Lupin stopped, and waited. Snape stayed silent. In the cupboard, Harry pressed his ear harder against the door, his heart pounding so hard that in the silence it sounded like the beat of a drum.

"But. . . when. . . James came back. . ." Lupin continued, his voice strained and faltering, ". . . she announced the pregnancy. She said. . . that she waited until things calmed down, because she knew it would be an additional anxiety for James, something more for him to worry about. But now we know. . ." Lupin's voice trailed off.

"You're wrong," Snape said, and he laughed a short, shaky laugh.

"Am I?" Lupin demanded. "I don't think so! You must have known. Something like this would not have escaped your notice. You would have figured it out, just like I would have, had I had all the information."

Another chair scraped the floor, this time it was Snape who got up. He seemed to be pacing around the room.

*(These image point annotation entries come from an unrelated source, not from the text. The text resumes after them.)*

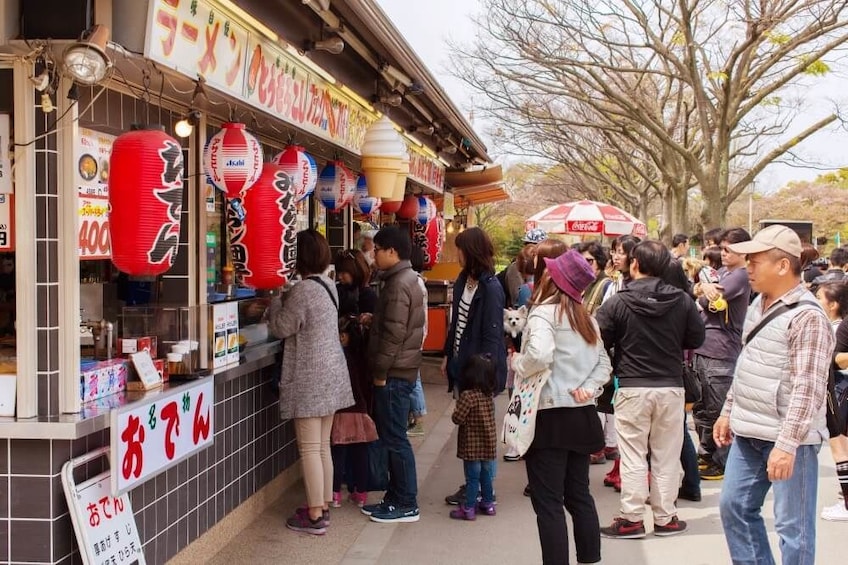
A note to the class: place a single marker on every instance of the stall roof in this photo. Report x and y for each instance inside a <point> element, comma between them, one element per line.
<point>480,186</point>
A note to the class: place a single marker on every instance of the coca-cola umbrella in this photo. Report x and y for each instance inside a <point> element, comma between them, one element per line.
<point>586,217</point>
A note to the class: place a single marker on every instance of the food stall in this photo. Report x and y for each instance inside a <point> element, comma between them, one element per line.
<point>168,373</point>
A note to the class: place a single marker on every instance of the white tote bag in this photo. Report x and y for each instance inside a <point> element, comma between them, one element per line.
<point>520,421</point>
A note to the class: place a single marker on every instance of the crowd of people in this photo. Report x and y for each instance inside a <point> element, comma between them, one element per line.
<point>741,334</point>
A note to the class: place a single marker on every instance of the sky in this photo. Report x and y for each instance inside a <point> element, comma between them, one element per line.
<point>427,27</point>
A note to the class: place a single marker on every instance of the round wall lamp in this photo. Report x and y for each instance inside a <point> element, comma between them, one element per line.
<point>86,60</point>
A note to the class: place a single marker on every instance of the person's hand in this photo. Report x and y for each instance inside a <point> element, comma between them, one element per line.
<point>721,432</point>
<point>780,465</point>
<point>711,291</point>
<point>582,394</point>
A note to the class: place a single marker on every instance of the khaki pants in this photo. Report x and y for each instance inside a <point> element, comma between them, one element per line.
<point>649,420</point>
<point>313,443</point>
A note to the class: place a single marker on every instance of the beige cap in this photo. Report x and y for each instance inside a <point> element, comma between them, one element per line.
<point>773,237</point>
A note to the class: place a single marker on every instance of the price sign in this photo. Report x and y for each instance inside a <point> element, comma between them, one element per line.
<point>155,434</point>
<point>104,524</point>
<point>92,154</point>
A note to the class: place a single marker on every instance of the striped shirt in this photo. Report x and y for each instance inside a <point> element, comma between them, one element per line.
<point>462,315</point>
<point>811,345</point>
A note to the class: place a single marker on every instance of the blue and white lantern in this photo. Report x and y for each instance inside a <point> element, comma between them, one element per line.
<point>362,202</point>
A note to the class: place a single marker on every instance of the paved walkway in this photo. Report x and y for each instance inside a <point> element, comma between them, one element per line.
<point>509,537</point>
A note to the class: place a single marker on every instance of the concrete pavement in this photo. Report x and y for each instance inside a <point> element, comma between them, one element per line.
<point>509,537</point>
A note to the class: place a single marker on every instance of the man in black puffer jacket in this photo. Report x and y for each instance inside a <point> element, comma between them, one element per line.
<point>647,325</point>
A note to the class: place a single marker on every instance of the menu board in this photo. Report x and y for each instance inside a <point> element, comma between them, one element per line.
<point>91,176</point>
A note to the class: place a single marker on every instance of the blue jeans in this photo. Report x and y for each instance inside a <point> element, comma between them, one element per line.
<point>745,487</point>
<point>478,478</point>
<point>419,404</point>
<point>689,460</point>
<point>391,414</point>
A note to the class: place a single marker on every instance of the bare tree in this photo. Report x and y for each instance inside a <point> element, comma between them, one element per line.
<point>697,93</point>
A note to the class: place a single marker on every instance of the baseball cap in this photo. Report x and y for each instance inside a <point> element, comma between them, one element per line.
<point>776,236</point>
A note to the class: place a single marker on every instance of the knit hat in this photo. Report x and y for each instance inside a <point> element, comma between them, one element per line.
<point>571,273</point>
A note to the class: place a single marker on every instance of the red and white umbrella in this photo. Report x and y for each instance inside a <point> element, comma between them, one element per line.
<point>587,217</point>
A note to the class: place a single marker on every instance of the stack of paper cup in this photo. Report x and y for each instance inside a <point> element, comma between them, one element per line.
<point>383,150</point>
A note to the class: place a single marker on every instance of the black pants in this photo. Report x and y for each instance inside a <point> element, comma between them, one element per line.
<point>558,476</point>
<point>350,466</point>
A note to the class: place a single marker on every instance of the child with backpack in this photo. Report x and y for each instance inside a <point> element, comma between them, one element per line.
<point>476,444</point>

"It isn't true. I saw him! And look at him now! That's James' son, no matter what you say. They must have. . ."

"No," Lupin said shortly.

The pacing stopped somewhere near Harry's hiding place. He could hear Snape's breathing, fast and labored.

"Think about it," Lupin said, his voice low again. "She was so good at charms. If she wanted to protect her secret. . . Didn't you consider the possibility?"

Snape didn't answer him.

"You did, didn't you?" Lupin demanded. "And you dismissed it based on outward appearance? I don't believe that you would accept that as valid evidence. . ." His voice trailed off.

"You confirmed it," he finally said.

Silence from Snape.

"You knew all this time. You left him with those Muggles even though you knew."

No answer.

"Look at me!" Lupin snarled, his heavy footsteps crossing the room rapidly. "It's over! You will not convince me that you were ignorant, and you will not convince me that I'm wrong! Stop trying. It's over!"

Lupin stopped, panting hard, out of breath and overcome with emotion.

"It was too late," Snape's voice was forced and low.

"Too late?"

"I saw him, right after. . . And I accepted at the time that he was James' child. When I began to have doubts, I. . . I tested him."

"And?" Lupin prompted, when Snape didn't continue.

"And it was too late. It was two years before he arrived at Hogwarts. Already, everyone was holding their breath, waiting to see if he would be accepted to the school, waiting for his reentry into the Wizarding World."

"So you did nothing? You didn't go to Albus?"

"No."

"Then he doesn't know?"

"No," Snape turned on him, and suddenly his voice regained its usual cold composure, "and you will not tell him. You will tell no one about this conversation."

"What about Harry?"

"What about him?"

"He is your son."

In the cupboard, Harry bit his lip until it bled, a desperate attempt to keep back the howl of anger and pain that had been welling up in his chest.